One thing I noticed was when I was driving up, like many of us, I was conducting all kinds of conversations or arguments in my head, and I was feeling guilty about leaving my mother behind, and I was worried that my bosses wouldn’t be able to find me for three days. And as soon as I arrived in that place, I realized that none of that mattered and that, really, by being here, I would have so much more to offer my mother and my friends and my bosses. The last thing I’ll say about this is that nowadays my mother lives in the hills of California at exactly the same elevation as the monastery — 1,200 feet, and she enjoys a beautiful view over the Pacific Ocean. And to anybody looking at her house, they would say it’s the last word in tranquility and seclusion.
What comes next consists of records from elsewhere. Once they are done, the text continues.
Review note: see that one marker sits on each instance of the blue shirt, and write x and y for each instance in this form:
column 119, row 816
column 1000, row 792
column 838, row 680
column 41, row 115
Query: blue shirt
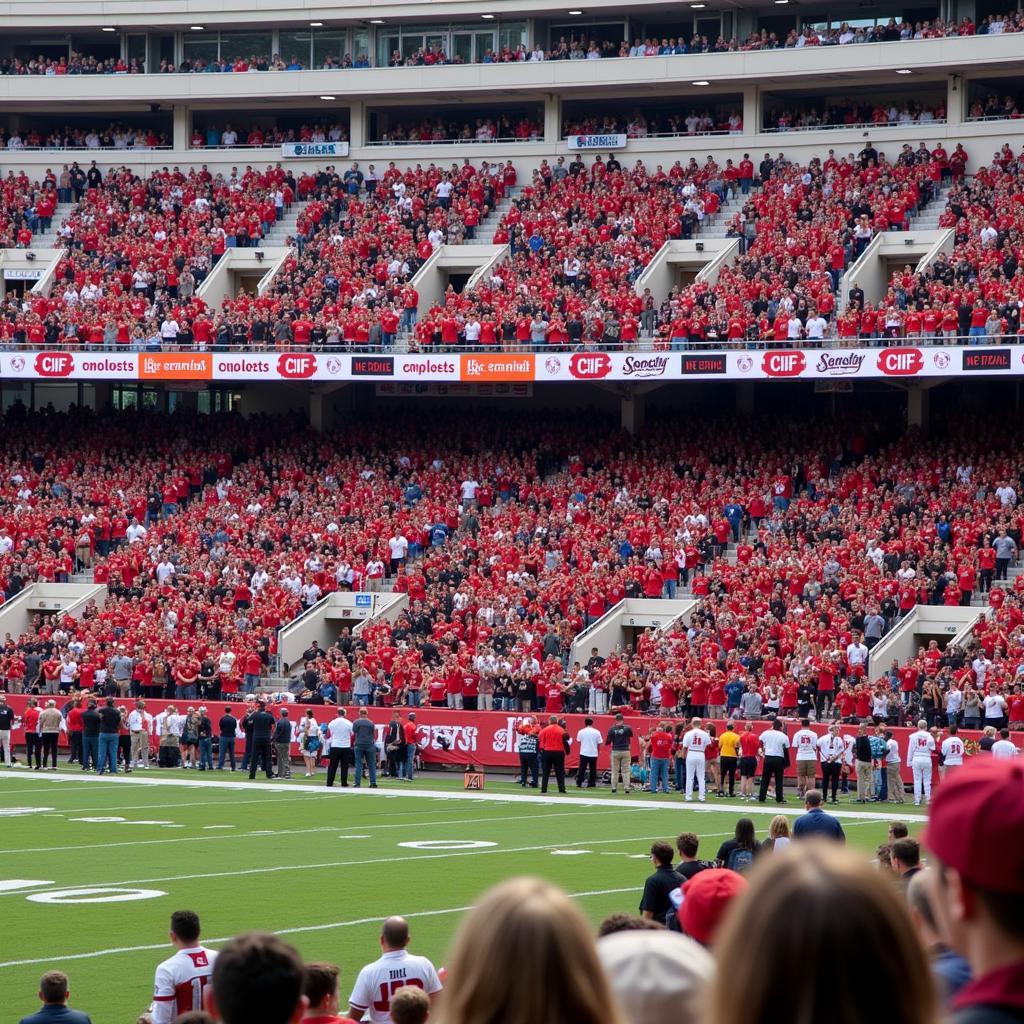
column 816, row 822
column 52, row 1013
But of course, when I’m at home, if ever I’m tempted to read a book, a part of me is braced for the phone to ring or the chime of “you’ve got mail” in the next room. So I interrupt myself even if it doesn’t interrupt me. And if ever I’m tempted to look at the stars, I think, oh no, there are a thousand things I have to do around the house or around the town. Or if I’m involved in a deep conversation, I think, oh, the Lakers game is on TV. I should do that. And so one way or another, I always cut into my own clarity and concentration when I’m at home. And it reminds me why sometimes people like me have to take conscious measures to step into the stillness and silence and be reminded of how it washes us clean, really.
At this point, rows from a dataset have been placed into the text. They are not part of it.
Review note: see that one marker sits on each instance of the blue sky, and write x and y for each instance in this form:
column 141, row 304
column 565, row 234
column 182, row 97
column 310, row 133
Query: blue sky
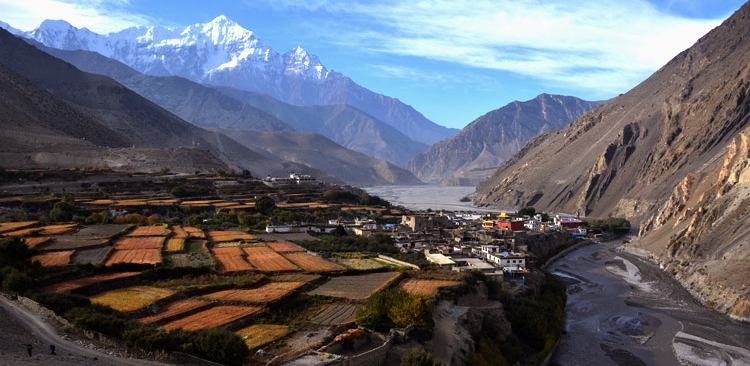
column 451, row 60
So I’ve been going now for 24 years. I’ve stayed there more than 70 times. I really think that’s my secret home. In a world of change and sometimes impermanence, that, along with my wife and my mother, is really the still point of my world. Wherever I’m traveling in the world, I have the image of that little room with the Pacific below it in my head and the chapel there too. And I feel that really steadies and grounds me in the way I need in a world of tumult.